Kafka - Issue with multi-node cluster when some nodes go down

Hello, I have created 3 node cluster and started producing data and I m able consume it at all the nodes. But the thing is If I make two systems down my third system is throwing exception. Can I know what is the reason behind this and how to come out of this issue.

I want to create a cluster and in case if any two nodes goes down also, my third node should take care of the all the other two nodes work. How to achieve this?

You would have to either not publishing with acks=ALL or you would need to insure your min.isr=1.

while it is possible, it is not recommended. Typically if your system is running with just 1 broker (there is no replication) and you can run into a data loss.
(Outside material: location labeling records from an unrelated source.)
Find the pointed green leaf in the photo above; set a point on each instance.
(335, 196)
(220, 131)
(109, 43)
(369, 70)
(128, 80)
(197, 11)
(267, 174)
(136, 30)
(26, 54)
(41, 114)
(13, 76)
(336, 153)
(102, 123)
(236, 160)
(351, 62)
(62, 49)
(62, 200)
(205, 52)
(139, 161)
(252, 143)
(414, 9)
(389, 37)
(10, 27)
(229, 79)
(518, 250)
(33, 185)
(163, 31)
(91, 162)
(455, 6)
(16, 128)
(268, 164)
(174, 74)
If you have 4 brokers you could do replication factor of 4 with a min.isr=2 which would give you durability with the desired availability you want (handle 2 brokers being down).

Now, if you are going down the path of wanting the system to function with 1 broker, you have to make sure your __consumer_offsets topic is also configured to have a min.isr setting of 1 (as well as others such as the transaction topic if you are using exactly once semantics).

The other thing is you are now expecting 1 instance to be able to handle the work of 3 — if it is being over provisioned you will most run into additional issues quickly.

Thanks for your quick reply but how to configure __consumer_offsets topic min.isr to 1.

If I use 4 systems then I would wish make 3 systems down and check.

Kafka-topics --topic foo --describe

(foo being the topic of interest)

kafka-configs to add a configuration

kafka-topics still works (I believe) for setting topic settings and a little easier to setup

(kt is an alias of mine for kafka-topics)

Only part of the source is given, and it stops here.